The Mini Shai-Hulud payload doesn’t just steal credentials and stop. It uses stolen npm tokens to infect other packages and continues to spread. This shifts the threat model from a point compromise to an active, expanding incident that can continue for hours before being fully contained.


What to do if you’re affected

If you installed Nx Console and used it between 12:30–12:48 UTC on May 18: Assume all credentials on that machine are compromised. Rotate immediately: GitHub tokens, npm tokens, AWS/GCP credentials, SSH keys, and anything stored in 1Password on that machine.

If you ran npm install on May 11 between 19:20–19:26 UTC: Same guidance — rotate all credentials reachable from that host.

Check for persistence: Look in .claude/ and .vscode/ directories for unexpected files like router_runtime.js or setup.mjs.
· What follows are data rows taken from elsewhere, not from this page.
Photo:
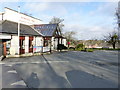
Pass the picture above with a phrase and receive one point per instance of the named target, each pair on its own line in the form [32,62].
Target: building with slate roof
[28,39]
[51,34]
[34,35]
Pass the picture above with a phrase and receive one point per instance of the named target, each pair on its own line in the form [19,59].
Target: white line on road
[12,71]
[19,83]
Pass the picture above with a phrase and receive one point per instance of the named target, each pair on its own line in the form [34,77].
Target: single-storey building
[34,35]
[29,38]
[51,35]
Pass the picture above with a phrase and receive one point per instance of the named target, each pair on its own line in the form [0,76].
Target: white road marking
[19,83]
[12,71]
[37,62]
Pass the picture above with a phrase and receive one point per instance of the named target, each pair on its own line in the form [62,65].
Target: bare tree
[70,37]
[112,38]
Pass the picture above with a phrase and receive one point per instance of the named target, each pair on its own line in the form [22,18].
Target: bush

These can survive an npm uninstall.

General hygiene going forward:

  • Pin npm package versions to specific hashes rather than latest
  • Audit your VS Code extensions and disable auto-update for extensions with broad system access
  • Treat developer machines with the same credential hygiene as production systems
  • Review GitHub Actions workflows for pull_request_target usage — if you’re not sure you need it, you probably don’t

This campaign is still active. TeamPCP has escalated with every wave, and the GitHub breach gives them credentials and source code that could fuel the next one. Worth keeping an eye on.